姫路界隈ポタリング

ぴゅんぴゅん丸が自転車こいで、今日は何処の路地へやら

ポタリングを始めて

2009-06-29 19:08:23 | Weblog
やっと2000キロです。
一昨年の11月に購入し6月27日に達成しました。
でも、ただ単なる通過点です。翌日にはもう2054キロの数字が刻まれています。
福崎を通過して、瀬加から加西市若井町を経て北条の古い町並みを巡り,町外れの小谷村へ。

この村には、よばりこき地蔵と言われる地蔵さん(本当は阿弥陀如来)があり、村人の手で、手厚く祀られています。

この石仏はその昔近くの古墳から発掘された石棺の蓋を利用して、西暦1345年(南北朝時代康永4年)に仏様を彫られたことが刻まれています。

地元の巧みな石工により、入念に製作されたものであろうことは容易に想像できます。

ちなみに、この年の3年後に楠木正行が吉野の如意輪堂の扉に矢で、「帰らじと・・・」の歌を刻み、四条畷の戦いに赴くことになります。

この石仏はその後、多難な運命を辿ることになります。
いつの頃からか、農道の石橋として、また稲刈りや草刈りの砥石代りとして数百年間百姓の人々に利用され、近年工事中に偶然発掘された時には、磨滅し痛々しいお姿で発見されました。

ここからさほど遠くない所に五百羅漢が整然と並ぶ羅漢寺があり、お寺の入口に慶長年期(1600年初頭)の石仏がありますので、500体近い石仏群も同時期に製作されたものだと思われるでしょうが、それは早計だと思います。

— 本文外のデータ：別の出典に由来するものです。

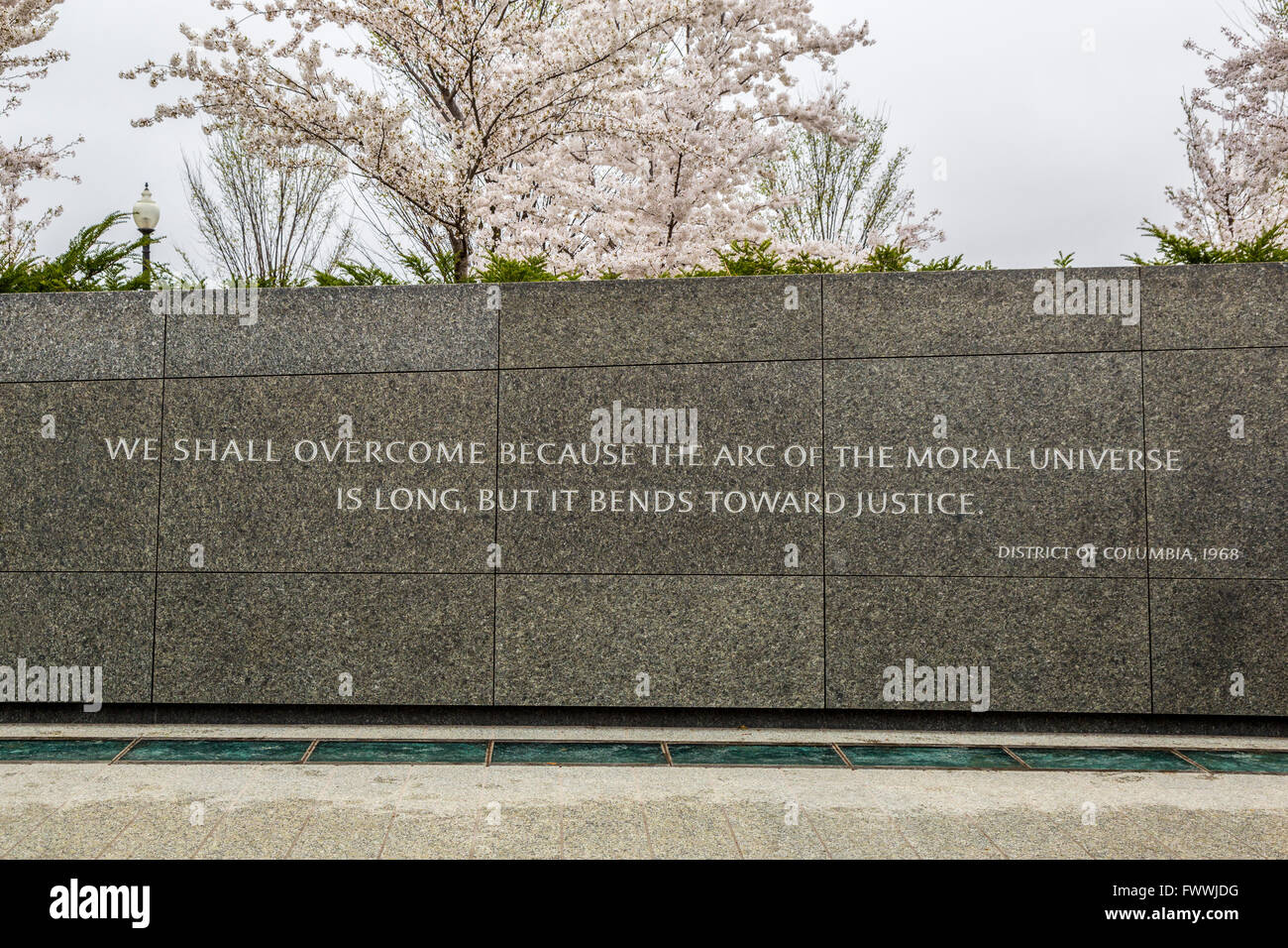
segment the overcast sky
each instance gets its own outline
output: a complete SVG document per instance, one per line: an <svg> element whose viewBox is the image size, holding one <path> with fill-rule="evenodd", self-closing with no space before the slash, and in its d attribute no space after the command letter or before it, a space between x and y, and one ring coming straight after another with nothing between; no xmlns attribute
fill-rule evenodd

破天荒で石仏づくりの一切のルールを無視した(言い方を変えると自由闊達な)技法は現在に近づくほど簡略化が顕著になっており、小谷石仏より約300年後の寛永(1630年頃)から寛文(1670年頃)の長期間にかけて(この頃になると徳川幕府の地位も安泰でゆるぎないものとなり、安定期に入り)製作されたものと考えるのが自然であり、素人集団が供養か逆修か、それとも当時の住職が数代に亘り余興のために製作したか、そのどちらかであろうかと私は考えています。

ともすればもっと新しく、元禄から享保、まだまだ下がって安永(1780年頃)の石仏群かもしれません。

その理由は、この地域を中心として、近在近郷の墓地の入口にたたずむ六地蔵さんの表情や石の風化状態は、この石仏群と酷似し、それには文化文政から天保の年号が多く刻まれています。

ロマンを追い求めれば、いつ、誰が製作したか謎で、唐からの帰化人とかアリアン民族の人とか、出来る限り時代を遡り詮索したいのが人情でございますが、現実は
夢を壊して申訳けありませんが、ロマンを追い求めるほどこの石仏群に歴史がないのが事実でございますが、信仰の対象としてはそんなことはどうでもよいことでございます。


いつの時代の製作であろうとも、巧であっても、拙であっても、仏様を一心に彫る心はみんな同じであると考えています。